BUSINESS DATA MINING (IDS 472)

HOMEWORK 2

• You should submit a report in pdf or word in blackboard in addition to your R script file.

• One submission is sufficient for the entire group.

• Please include the names of all team-members in your write up and in the name of the file.

• Please include any R codes you use to answer the questions in your pdf report.

Problem 1. Explain what each of the following R functions do? You can run them in R and check the

results.

(a) c(1, 17, −6, 3)

(b) seq(1, 5, by=0.5)

(c) seq(0, 10, length=5)

(d) rep(0, 5)

(e) rep(1:3, 4)

(f) rep(4:6, 1:3)

(g) sample(1:3)

(h) sample(1:5, size=3, replace=FALSE)

(i) sample(c(2,5,3), size=4, replace=TRUE)

(j) sample(1:2, size=10, prob=c(1,3), replace=TRUE)

(k) c(1, 2, 3) + c(4, 5, 6)

(l) max(1:10)

(m) min(1:10)

(n) range(1:10)

(o) matrix(1:12, nr=3, nc=4)

(q) Let a ← c(1,2,3), b ← c(10, 20, 30), c ←c(100, 200, 300), d ← c(1000, 2000, 3000). What does

the function rbind(a, b, c, d) do? What does cbind(a, b, c, d) do?

1

2 HOMEWORK 2 DUE DATE: FRIDAY, SEPTEMBER 25 AT 11:59 PM

(r) Let C be the following matrix

a b c d

1 10 100 1000

2 20 200 2000

3 30 300 3000

What is sum(C)? What is apply(C, 1, sum)? What is apply(C, 2, sum)?

(s) Let movies ← c(“SPYDERMAN”,“BATMAN”,“VERTIGO”,“CHINATOWN”). What does

lapply(movies, tolower) do? Notice that “tolower” changes the string value of a matrix to

lower case.

(t) Let x ← factor(c(“alpha”, “beta”, “gamma”, “alpha”, “beta”)). What does the function levels(x) return?

(u) c ← 35:50

(v) c(1, 2, 3) + c(4, 5, 6)

c(1, 2, 3, 4) + c(10, 20)

(x) sqrt(c(100, 225, 400))

Problem 2. Create the following vectors in R.

a = (5, 10, 15, 20, …, 160)

b = (87, 86, 85, …, 56)

Use vector arithmetic to multiply these vectors and call the result d. Select subsets of d to identify the

following.

(a) What are the 19th, 20th, and 21st elements of d?

(b) What are all of the elements of d which are less than 2000?

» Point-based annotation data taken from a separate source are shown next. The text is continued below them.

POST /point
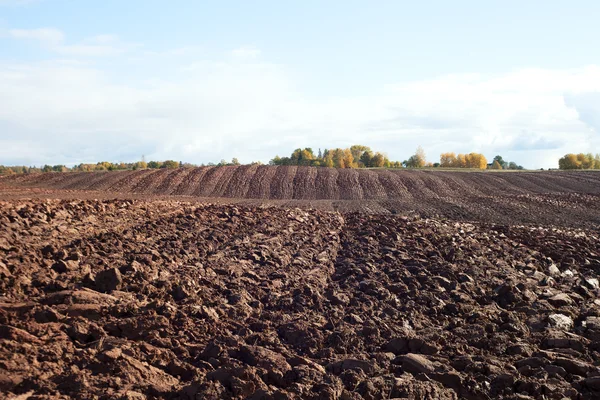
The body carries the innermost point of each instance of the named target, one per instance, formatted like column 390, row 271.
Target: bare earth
column 287, row 282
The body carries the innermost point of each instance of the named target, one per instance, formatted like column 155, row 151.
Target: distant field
column 538, row 197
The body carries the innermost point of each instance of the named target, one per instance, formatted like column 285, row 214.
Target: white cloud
column 47, row 36
column 54, row 40
column 246, row 52
column 244, row 107
column 16, row 3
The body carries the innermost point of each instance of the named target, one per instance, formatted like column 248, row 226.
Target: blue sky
column 82, row 81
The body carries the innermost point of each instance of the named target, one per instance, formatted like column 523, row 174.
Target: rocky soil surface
column 133, row 299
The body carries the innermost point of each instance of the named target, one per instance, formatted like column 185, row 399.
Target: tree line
column 357, row 156
column 110, row 166
column 579, row 161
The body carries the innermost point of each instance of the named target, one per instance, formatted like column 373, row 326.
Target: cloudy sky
column 201, row 81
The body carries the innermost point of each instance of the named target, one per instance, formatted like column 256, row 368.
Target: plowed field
column 551, row 198
column 134, row 286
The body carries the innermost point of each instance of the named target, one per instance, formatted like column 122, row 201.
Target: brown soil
column 556, row 198
column 140, row 294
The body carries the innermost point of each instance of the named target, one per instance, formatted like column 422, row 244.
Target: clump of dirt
column 165, row 299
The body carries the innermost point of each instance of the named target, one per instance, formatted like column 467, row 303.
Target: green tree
column 170, row 164
column 496, row 164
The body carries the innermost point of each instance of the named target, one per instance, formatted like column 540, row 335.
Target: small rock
column 534, row 362
column 4, row 271
column 416, row 364
column 560, row 300
column 568, row 274
column 368, row 367
column 553, row 271
column 560, row 321
column 593, row 383
column 64, row 266
column 464, row 278
column 592, row 283
column 573, row 366
column 555, row 369
column 110, row 355
column 179, row 293
column 397, row 346
column 108, row 280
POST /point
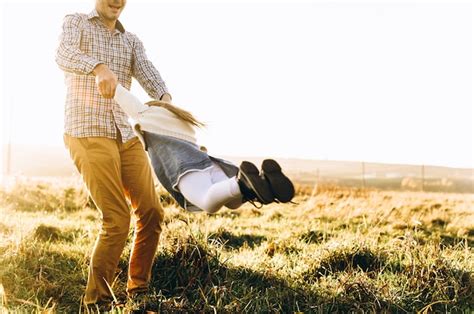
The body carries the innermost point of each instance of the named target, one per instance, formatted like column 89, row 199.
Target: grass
column 337, row 250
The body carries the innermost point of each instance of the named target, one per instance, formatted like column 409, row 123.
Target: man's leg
column 139, row 186
column 98, row 161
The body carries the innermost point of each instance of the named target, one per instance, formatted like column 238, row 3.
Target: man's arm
column 129, row 102
column 146, row 73
column 69, row 56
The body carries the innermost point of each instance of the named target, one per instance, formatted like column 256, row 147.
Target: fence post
column 363, row 175
column 422, row 178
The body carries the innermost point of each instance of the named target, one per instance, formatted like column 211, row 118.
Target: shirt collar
column 94, row 14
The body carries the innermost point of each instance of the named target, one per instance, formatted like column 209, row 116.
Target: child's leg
column 210, row 189
column 217, row 175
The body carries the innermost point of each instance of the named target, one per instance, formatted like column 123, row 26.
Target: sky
column 375, row 81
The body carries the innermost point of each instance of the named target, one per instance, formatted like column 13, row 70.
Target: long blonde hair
column 180, row 113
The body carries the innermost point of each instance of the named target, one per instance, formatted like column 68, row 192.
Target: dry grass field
column 336, row 250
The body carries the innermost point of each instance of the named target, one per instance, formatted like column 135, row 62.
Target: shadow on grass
column 233, row 241
column 190, row 277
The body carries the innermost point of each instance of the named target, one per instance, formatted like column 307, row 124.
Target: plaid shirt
column 85, row 43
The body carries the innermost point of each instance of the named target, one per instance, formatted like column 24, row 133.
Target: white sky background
column 384, row 81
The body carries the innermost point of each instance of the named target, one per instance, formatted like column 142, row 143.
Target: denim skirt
column 171, row 158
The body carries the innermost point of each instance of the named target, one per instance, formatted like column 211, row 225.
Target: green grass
column 337, row 250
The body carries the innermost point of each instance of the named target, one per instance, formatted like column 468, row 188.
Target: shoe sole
column 281, row 186
column 259, row 186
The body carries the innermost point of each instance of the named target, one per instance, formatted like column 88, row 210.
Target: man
column 96, row 53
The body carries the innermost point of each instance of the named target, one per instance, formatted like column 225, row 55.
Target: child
column 197, row 181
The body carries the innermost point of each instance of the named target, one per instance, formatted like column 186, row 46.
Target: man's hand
column 105, row 80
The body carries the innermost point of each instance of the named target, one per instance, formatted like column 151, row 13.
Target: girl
column 197, row 181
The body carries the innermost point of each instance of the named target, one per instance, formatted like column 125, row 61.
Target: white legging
column 210, row 189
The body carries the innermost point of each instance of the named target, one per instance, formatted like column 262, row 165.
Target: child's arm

(c) How many elements of d are greater than 6000?

Problem 3. This exercise relates to the College data set, which can be found in the file College.csv. It

contains a number of variables for 777 different universities and colleges in the US. The variables are

• Private : Public/private indicator

• Apps : Number of applications received

• Accept : Number of applicants accepted

• Enroll : Number of new students enrolled

• Top10perc : New students from top 10% of high school class

• Top25perc : New students from top 25% of high school class

• F.Undergrad : Number of full-time undergraduates

BUSINESS DATA MINING (IDS 472) 3

• P.Undergrad : Number of part-time undergraduates

• Outstate : Out-of-state tuition

• Room.Board : Room and board costs

• Books : Estimated book costs

• Personal : Estimated personal spending

• PhD : Percent of faculty with Ph.D.’s

• Terminal : Percent of faculty with terminal degree

• S.F.Ratio : Student/faculty ratio

• perc.alumni : Percent of alumni who donate

• Expend : Instructional expenditure per student

• Grad.Rate : Graduation rate

(a) Read the data into R. Call the loaded data “college”. Explain how you do this.

(b) How many variables are in this data set. What are their measurements? How do you get these

information?

(c) Use the function colnames() to change the “Top10perc” and “Top 25per” variables names to

“Top10” and “Top25”.

(d) Look at the data. You should notice that the first column is just the name of each university.

We don’t really want R to treat this as data. However, it may be handy to have these names

for later. Try the following commands:

rownames (college) → college [,1]

You should see that there is now a row.names column with the name of each university recorded.

This means that R has given each row a name corresponding to the appropriate university. R

will not try to perform calculations on the row names. However, we still need to eliminate the

first column in the data where the names are stored. Write a code to eliminate the first column.

(e) Add a column to indicate the acceptance rate for each university (acceptance rate = number of

accepted applications / number of applications received).

(f) Provide a summary statistics for numerical variables in the data set.

(g) Use the pairs() function to produce a scatterplot matrix of the first ten columns or variables of

the data. Recall that you can reference the first ten columns of a matrix A using A[,1:10]. Can

you observe any useful information in the plots?

(h) Use the boxplot() function to produce side-by-side boxplots of Outstate versus Private. Do you

observe any useful information in this plot?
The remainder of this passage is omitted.